Early Evening, Frankfort, Kentucky
 
It is 1965. I am not yet born, only
a fullness beneath the Empire waist
of my mother’s blue dress.
 
The ruffles at her neck are waves
of light in my father’s eyes. He carries
a slim volume, leather-bound, poems
 
to read as they walk. The long road
past the college, through town,
rises and falls before them,
 
the blue hills shimmering at twilight.
The stacks at the distillery exhale,
and my parents breathe evening air
 
heady and sweet as Kentucky bourbon.
They are young and full of laughter,
the sounds in my mother’s throat
 
rippling down into my blood.
My mother, who will not reach
forty-one, steps into the middle
 
of a field, lies down among clover
and sweet grass, right here, right now ​— ​
dead center of her life.
 

Family Portrait

Before the picture man comes
Mama and I spend the morning
cleaning the family room.

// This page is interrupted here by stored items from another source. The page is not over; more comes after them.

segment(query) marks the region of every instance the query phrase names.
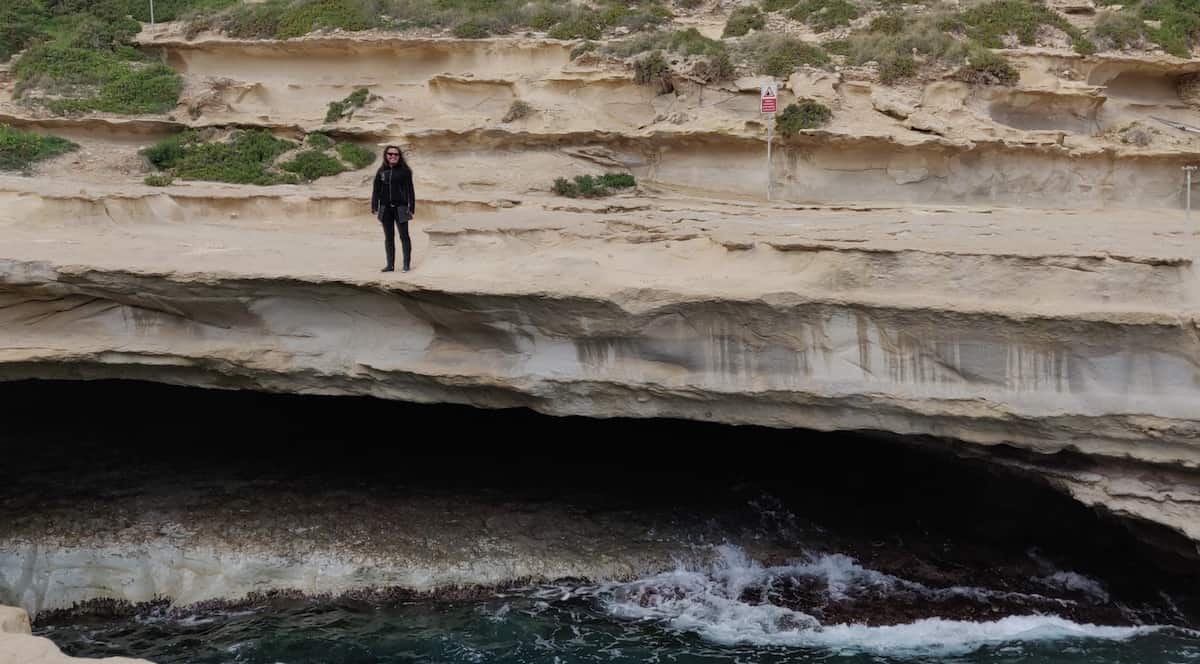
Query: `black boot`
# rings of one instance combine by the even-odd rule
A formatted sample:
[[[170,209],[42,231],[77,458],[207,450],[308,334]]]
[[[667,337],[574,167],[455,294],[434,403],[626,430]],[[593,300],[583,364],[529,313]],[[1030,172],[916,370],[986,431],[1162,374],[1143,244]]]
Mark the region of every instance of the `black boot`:
[[[400,231],[400,247],[404,250],[404,271],[408,272],[409,263],[412,261],[412,240],[408,236],[408,222],[397,224],[396,230]]]
[[[391,265],[380,270],[380,272],[395,272],[395,271],[396,271],[396,268],[392,267]],[[408,272],[408,268],[405,268],[404,271]]]

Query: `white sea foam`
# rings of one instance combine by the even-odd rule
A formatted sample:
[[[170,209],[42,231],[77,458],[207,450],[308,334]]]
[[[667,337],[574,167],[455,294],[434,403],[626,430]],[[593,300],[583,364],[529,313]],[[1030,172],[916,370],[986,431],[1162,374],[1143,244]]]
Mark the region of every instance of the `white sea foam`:
[[[989,644],[1068,638],[1121,640],[1159,629],[1102,627],[1048,615],[1009,616],[988,622],[929,618],[883,627],[822,625],[814,616],[801,611],[743,601],[743,593],[783,577],[824,579],[831,599],[864,588],[884,592],[894,589],[924,591],[933,596],[953,592],[987,597],[993,591],[973,588],[930,590],[921,584],[864,568],[844,555],[813,555],[792,565],[765,567],[737,547],[720,547],[718,554],[715,562],[704,569],[680,566],[674,571],[632,583],[605,586],[598,592],[613,615],[659,621],[672,629],[692,632],[721,644],[953,655]]]

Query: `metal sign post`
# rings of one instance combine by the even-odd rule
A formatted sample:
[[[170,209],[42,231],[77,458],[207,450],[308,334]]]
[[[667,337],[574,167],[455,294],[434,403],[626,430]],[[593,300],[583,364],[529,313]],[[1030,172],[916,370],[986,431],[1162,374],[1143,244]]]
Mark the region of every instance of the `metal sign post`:
[[[1187,174],[1187,185],[1183,194],[1183,199],[1185,201],[1183,207],[1183,218],[1185,221],[1192,220],[1192,171],[1196,170],[1196,168],[1196,166],[1183,167],[1183,172]]]
[[[150,25],[154,25],[154,0],[150,0]]]
[[[767,200],[771,200],[771,139],[775,134],[775,112],[779,109],[779,87],[774,83],[762,86],[758,94],[758,110],[767,116]]]

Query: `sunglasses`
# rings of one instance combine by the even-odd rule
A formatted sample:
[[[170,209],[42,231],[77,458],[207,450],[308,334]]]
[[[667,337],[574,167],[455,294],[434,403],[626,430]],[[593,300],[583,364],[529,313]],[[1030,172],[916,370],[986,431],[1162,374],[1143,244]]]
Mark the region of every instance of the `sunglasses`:
[[[389,156],[389,157],[399,157],[399,156],[400,156],[400,153],[399,153],[399,152],[389,152],[389,153],[387,153],[387,156]]]

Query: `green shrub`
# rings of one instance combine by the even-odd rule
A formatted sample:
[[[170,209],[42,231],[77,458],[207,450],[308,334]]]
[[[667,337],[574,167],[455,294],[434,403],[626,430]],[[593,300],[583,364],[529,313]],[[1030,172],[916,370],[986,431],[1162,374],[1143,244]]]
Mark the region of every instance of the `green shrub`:
[[[721,37],[741,37],[751,30],[762,30],[767,26],[767,17],[753,5],[744,5],[734,9],[725,22],[725,30]]]
[[[656,28],[670,21],[671,18],[673,18],[673,14],[666,7],[647,3],[629,13],[621,14],[620,18],[616,20],[616,24],[629,28],[634,32],[640,32],[649,28]]]
[[[651,2],[633,7],[624,2],[610,2],[597,9],[573,7],[561,11],[559,16],[558,23],[547,32],[552,39],[596,40],[606,30],[617,26],[638,32],[662,25],[670,20],[671,11]]]
[[[273,39],[287,11],[286,0],[268,0],[262,4],[239,5],[233,11],[205,20],[200,25],[223,31],[238,39]],[[189,32],[199,26],[189,26]]]
[[[613,189],[627,189],[637,185],[637,181],[628,173],[605,173],[600,176],[600,184]]]
[[[1109,48],[1136,46],[1146,34],[1146,26],[1136,14],[1129,12],[1100,12],[1092,35]]]
[[[884,83],[916,75],[916,53],[934,62],[958,62],[966,55],[967,47],[944,29],[948,17],[938,13],[903,16],[902,29],[852,34],[846,40],[846,59],[851,64],[879,64],[879,78]],[[890,26],[889,26],[890,29]]]
[[[628,58],[647,51],[673,51],[684,55],[717,55],[725,45],[695,28],[675,32],[649,32],[605,45],[604,52]]]
[[[607,55],[628,58],[648,51],[665,50],[669,41],[670,33],[648,32],[609,42],[601,48],[601,51]]]
[[[17,60],[13,73],[18,93],[38,86],[50,92],[67,92],[76,86],[100,86],[126,68],[111,51],[42,44]]]
[[[632,175],[606,173],[599,177],[577,175],[573,180],[556,178],[552,189],[567,198],[603,198],[612,195],[611,189],[628,189],[636,184]]]
[[[504,117],[501,118],[500,121],[504,123],[515,122],[516,120],[529,117],[529,115],[532,113],[532,106],[521,101],[520,99],[517,99],[513,101],[511,106],[508,107],[508,112],[504,114]]]
[[[850,55],[850,40],[828,39],[821,42],[821,48],[830,55]]]
[[[0,171],[28,172],[39,161],[78,149],[78,145],[65,138],[43,136],[0,124]]]
[[[1091,55],[1096,52],[1096,44],[1083,35],[1071,38],[1071,48],[1080,55]]]
[[[275,159],[296,146],[263,129],[235,132],[227,141],[209,142],[188,130],[159,141],[142,154],[163,170],[184,180],[234,184],[294,183],[292,175],[271,171]]]
[[[725,52],[724,44],[705,37],[696,28],[669,33],[667,48],[684,55],[717,55]]]
[[[551,39],[599,39],[604,34],[605,24],[599,12],[584,12],[563,19],[547,32]]]
[[[763,0],[762,9],[764,12],[777,12],[783,9],[791,9],[800,0]]]
[[[296,37],[318,28],[378,26],[448,29],[460,38],[474,39],[524,26],[556,39],[598,39],[609,28],[639,31],[661,25],[671,16],[670,9],[657,0],[598,0],[590,5],[555,0],[268,0],[195,14],[187,33],[211,29],[234,37],[267,39]]]
[[[591,53],[596,50],[596,42],[585,41],[582,44],[571,49],[571,59],[574,60],[585,53]]]
[[[566,11],[554,7],[545,7],[529,19],[529,27],[545,32],[553,28],[566,15]]]
[[[6,3],[11,4],[11,3]],[[22,0],[0,9],[0,53],[31,41],[12,67],[14,95],[33,97],[56,113],[164,113],[178,102],[182,81],[162,63],[151,62],[130,41],[141,26],[129,18],[127,0]]]
[[[265,130],[245,131],[227,143],[198,143],[176,166],[184,180],[208,180],[235,184],[280,184],[294,182],[270,172],[275,158],[294,147]]]
[[[454,26],[451,33],[459,39],[483,39],[491,34],[483,21],[468,19]]]
[[[228,10],[213,13],[220,5]],[[314,30],[367,30],[381,25],[381,0],[268,0],[257,4],[217,0],[194,15],[187,26],[189,35],[202,30],[219,30],[241,39],[291,39]]]
[[[740,52],[756,72],[787,78],[802,65],[829,64],[829,54],[799,39],[774,34],[757,34],[742,42]]]
[[[611,192],[600,184],[599,178],[583,175],[575,178],[575,186],[579,189],[580,198],[602,198]]]
[[[354,167],[354,170],[366,168],[375,163],[375,153],[353,143],[338,143],[337,153],[342,159]]]
[[[907,54],[888,54],[879,61],[879,80],[882,83],[895,83],[901,79],[911,78],[917,74],[917,61]]]
[[[737,69],[733,66],[733,60],[725,52],[705,58],[692,67],[692,75],[705,83],[733,80],[736,74]]]
[[[0,62],[50,30],[50,10],[39,0],[0,3]]]
[[[1020,75],[1003,56],[986,48],[972,48],[967,64],[959,68],[956,77],[976,85],[1015,85]]]
[[[344,101],[329,102],[329,109],[325,111],[326,124],[337,122],[338,120],[341,120],[342,116],[346,115],[346,111],[347,111],[346,102],[344,102]]]
[[[399,28],[448,28],[464,23],[488,34],[507,34],[520,25],[548,30],[569,12],[549,0],[404,0],[384,3],[383,11]],[[467,33],[467,28],[461,28]]]
[[[358,88],[346,97],[346,103],[354,106],[355,108],[362,108],[363,105],[367,103],[368,95],[370,95],[369,90],[366,88]]]
[[[566,178],[554,178],[554,186],[551,187],[551,191],[567,198],[579,197],[579,187]]]
[[[1200,0],[1146,0],[1138,9],[1148,21],[1159,21],[1146,34],[1168,53],[1191,57],[1191,49],[1200,42]]]
[[[633,80],[639,85],[657,85],[662,92],[670,92],[674,87],[671,65],[658,51],[634,61]]]
[[[564,20],[547,32],[552,40],[599,40],[604,34],[604,26],[599,20],[576,18]]]
[[[95,94],[76,99],[55,99],[48,106],[55,113],[166,113],[175,108],[182,89],[183,81],[174,69],[154,63],[122,68],[105,81]]]
[[[369,94],[367,88],[358,88],[341,101],[329,102],[329,109],[325,111],[325,122],[337,122],[349,115],[352,110],[362,108],[366,105]]]
[[[175,165],[183,160],[187,147],[197,141],[199,141],[199,135],[196,131],[187,129],[174,136],[164,138],[148,148],[143,148],[141,154],[155,168],[165,171],[175,168]]]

She hums
Motown, doles out chores, a warning ​— ​
 
He has no legs, she says. Don’t stare.
I’m first to the door when he rings.
My father and uncle lift his chair
onto the porch, arrange his things
 
near the place his feet would be.
He poses our only portrait ​— ​my father
sitting, Mama beside him, and me
in between. I watch him bother
 
the space for knees, shins, scratching air
as ​— ​years later ​— ​I’d itch for what’s not there.